Situa-se próximo da ribeira da Foupana, sendo por isso no limite do concelho, tendo como montes mais próximos os Balurcos, a que recorriam para o comércio e as crianças à escola, e as Cortes, Velha e Nova (antigas Cortes de S. Tomé), sendo vulgares os cruzamentos sanguíneos.

Em 1976 tinha oitenta e oito habitantes e no Censo de 1991 apresenta ainda quarenta, em vinte e oito edifícios. Em fins de 2004 devem rondar a dezena.

A pastorícia e a cerealicultura foram actividades fundamentais e temos conhecimento que a partir de 1771 os maiores manifestantes de gados eram Miguel Pereira e Manuel Vaz Colaço, que arrolavam gado bovino, caprino e ovino. (12)

Nos meados do século passado os palmeirenses começaram a arborização dos seus terrenos, principalmente com a plantação de amendoais e alfarrobais já que a oliveira por enxertia dos zambujeiros, é muitíssimo mais antiga.

Recentemente, Verão de 2004, um violento incêndio flagelou toda a zona, consumindo todo o arvoredo e mato, chegando mesmo a pôr em perigo a diminuta população.

O Presidente da Comissão Administrativa da Câmara Municipal de então (1932) propõe, que tendo sido aprovado pelo Governo da Ditadura Nacional, um decreto sobre o estabelecimento de postos (escolares) de ensino e sendo este concelho um dos de maior analfabetismo, que se requeresse ao Ministro da Instrução, a imediata criação de dez postos distribuídos por todo o concelho, devendo um deles situar-se neste monte. (13)
O pedido formulado não devia ter produzido os resultados desejados, já que idêntico é feito para este monte em 1935. (14)

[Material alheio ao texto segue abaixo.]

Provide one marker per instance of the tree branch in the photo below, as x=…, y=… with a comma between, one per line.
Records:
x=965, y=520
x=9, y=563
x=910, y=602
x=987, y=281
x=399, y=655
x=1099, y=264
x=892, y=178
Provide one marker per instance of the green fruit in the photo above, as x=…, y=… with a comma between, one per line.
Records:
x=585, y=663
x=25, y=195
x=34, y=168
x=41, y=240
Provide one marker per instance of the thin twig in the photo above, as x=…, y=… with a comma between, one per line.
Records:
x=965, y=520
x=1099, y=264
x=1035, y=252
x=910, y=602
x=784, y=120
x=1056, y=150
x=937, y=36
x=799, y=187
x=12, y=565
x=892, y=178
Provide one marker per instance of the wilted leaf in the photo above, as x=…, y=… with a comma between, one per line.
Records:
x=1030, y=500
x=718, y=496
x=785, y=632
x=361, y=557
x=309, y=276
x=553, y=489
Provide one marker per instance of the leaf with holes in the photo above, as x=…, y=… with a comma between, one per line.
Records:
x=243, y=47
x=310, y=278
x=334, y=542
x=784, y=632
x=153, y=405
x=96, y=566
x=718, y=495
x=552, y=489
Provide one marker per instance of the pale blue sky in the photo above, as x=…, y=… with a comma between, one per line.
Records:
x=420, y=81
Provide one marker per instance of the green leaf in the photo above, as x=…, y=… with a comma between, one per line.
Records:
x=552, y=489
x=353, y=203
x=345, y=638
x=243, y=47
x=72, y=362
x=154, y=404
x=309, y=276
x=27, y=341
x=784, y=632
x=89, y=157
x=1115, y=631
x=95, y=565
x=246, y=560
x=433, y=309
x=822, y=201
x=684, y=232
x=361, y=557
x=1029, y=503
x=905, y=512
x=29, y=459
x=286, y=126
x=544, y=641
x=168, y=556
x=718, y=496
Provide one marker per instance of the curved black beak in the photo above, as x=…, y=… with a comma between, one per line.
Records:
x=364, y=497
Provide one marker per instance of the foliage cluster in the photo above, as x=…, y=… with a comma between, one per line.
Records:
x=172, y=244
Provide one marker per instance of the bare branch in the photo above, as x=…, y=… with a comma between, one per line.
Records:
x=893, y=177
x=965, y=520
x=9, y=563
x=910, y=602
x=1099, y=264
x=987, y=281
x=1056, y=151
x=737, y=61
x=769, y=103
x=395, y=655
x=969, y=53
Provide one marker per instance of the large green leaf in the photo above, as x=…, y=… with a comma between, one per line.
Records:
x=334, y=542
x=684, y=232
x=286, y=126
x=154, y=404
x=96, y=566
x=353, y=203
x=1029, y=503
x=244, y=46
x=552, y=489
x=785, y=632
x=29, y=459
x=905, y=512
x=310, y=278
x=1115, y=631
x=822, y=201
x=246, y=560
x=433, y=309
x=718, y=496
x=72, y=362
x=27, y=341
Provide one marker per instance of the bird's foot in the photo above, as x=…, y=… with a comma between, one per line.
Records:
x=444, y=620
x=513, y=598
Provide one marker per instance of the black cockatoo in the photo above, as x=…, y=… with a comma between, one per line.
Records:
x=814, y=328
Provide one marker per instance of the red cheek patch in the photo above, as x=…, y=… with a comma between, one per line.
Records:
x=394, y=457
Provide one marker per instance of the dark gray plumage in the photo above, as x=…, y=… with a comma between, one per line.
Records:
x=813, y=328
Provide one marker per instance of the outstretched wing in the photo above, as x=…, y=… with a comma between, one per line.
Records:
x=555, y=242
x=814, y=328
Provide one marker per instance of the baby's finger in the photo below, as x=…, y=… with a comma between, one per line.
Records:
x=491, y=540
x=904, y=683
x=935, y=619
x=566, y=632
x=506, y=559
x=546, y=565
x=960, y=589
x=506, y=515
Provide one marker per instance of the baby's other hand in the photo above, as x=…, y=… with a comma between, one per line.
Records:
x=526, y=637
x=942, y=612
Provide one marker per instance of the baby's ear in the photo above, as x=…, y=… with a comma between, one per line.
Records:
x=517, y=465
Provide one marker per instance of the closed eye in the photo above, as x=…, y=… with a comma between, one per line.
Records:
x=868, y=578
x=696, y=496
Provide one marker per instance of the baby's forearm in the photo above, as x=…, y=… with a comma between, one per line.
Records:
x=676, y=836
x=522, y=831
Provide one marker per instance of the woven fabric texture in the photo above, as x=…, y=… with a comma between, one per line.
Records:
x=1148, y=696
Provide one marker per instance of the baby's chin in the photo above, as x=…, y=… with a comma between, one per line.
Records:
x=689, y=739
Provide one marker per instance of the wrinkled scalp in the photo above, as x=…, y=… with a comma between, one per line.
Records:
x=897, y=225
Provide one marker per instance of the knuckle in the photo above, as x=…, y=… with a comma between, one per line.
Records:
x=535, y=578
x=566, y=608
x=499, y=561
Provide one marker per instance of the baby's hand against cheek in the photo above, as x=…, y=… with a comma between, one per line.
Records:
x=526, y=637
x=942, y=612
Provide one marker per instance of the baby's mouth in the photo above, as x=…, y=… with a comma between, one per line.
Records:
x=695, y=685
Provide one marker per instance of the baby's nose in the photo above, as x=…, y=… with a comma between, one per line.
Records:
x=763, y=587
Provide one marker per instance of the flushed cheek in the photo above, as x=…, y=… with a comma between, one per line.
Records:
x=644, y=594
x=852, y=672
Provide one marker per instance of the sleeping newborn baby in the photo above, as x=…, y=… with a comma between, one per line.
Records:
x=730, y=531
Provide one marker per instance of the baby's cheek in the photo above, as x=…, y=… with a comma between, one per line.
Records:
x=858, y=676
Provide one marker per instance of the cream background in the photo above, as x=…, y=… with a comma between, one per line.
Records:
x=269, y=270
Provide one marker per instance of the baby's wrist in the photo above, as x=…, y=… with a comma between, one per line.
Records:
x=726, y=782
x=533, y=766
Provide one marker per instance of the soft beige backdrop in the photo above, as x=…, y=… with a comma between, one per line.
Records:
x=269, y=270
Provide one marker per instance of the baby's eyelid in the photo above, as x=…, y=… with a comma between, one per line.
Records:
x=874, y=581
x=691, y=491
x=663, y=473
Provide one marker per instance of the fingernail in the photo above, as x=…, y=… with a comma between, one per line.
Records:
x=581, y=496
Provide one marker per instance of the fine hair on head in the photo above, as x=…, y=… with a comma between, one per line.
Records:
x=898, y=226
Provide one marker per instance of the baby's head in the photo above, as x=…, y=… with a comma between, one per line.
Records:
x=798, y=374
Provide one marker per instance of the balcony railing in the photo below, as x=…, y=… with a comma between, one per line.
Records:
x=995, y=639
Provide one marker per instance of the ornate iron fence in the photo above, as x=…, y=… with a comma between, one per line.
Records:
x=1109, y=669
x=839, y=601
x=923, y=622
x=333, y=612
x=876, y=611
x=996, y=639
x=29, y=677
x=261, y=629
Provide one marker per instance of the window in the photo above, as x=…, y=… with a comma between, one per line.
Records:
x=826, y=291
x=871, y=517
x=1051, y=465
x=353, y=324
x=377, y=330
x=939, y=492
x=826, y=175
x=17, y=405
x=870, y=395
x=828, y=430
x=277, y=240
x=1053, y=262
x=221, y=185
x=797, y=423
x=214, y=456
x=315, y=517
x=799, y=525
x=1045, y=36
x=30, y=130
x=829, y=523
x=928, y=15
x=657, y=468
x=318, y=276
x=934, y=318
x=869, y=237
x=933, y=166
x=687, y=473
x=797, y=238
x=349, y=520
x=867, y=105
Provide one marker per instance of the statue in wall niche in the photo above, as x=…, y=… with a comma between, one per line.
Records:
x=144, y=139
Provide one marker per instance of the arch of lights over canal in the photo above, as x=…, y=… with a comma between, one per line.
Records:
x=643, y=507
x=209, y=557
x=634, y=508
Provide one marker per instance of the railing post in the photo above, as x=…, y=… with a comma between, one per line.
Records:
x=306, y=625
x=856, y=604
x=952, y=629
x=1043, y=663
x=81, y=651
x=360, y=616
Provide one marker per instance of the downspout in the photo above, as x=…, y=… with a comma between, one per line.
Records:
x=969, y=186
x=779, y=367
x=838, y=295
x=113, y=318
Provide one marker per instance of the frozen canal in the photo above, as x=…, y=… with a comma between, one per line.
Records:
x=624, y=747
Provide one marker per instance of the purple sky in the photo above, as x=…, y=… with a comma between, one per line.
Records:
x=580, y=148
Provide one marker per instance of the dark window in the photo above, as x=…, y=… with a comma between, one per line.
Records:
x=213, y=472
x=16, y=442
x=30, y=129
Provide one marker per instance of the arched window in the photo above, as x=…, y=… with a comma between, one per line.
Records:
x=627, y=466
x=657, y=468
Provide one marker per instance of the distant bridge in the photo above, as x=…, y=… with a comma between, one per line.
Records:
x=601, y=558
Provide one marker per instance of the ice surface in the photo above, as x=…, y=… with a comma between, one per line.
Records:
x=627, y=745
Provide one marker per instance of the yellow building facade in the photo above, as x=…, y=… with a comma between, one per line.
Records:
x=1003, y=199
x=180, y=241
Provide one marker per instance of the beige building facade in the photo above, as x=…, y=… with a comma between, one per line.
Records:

O edifício escolar de uma só sala, veio a ser construído na década de setenta do século passado no monte Palma, em posição elevada e numa altura em que a desertificação já era um facto irreversível. Funcionou cerca de uma dezena de anos, se a memória não me falha

Em 1998 a Câmara Municipal manda-a pintar e electrificar, (10) desconhecendo eu a sua actual utilização.

Recuando mais no tempo, é-nos possível dizer que em sessão de Câmara realizada na Capela de Nª Sª da Conceição e que para o efeito foram convidados os principais cidadãos da freguesia, a Palmeira fez-se representar por Manuel Dias. Foi nesta reunião deliberado por unanimidade construir um cemitério na vila (o actual), obras que se iniciaram em 1844. (15)

A quando dos trabalhos de construção da primeira estrada do concelho que ligava a vila à aldeia de Pereiro, ocorreu pelas seis horas da manhã do dia 11 de Julho de 1878, próximo da eira do Garrocho, um desabamento de terras que soterrou nove trabalhadores, dos quais quatro foram retirados já sem vida, três mutilados e dois contusos.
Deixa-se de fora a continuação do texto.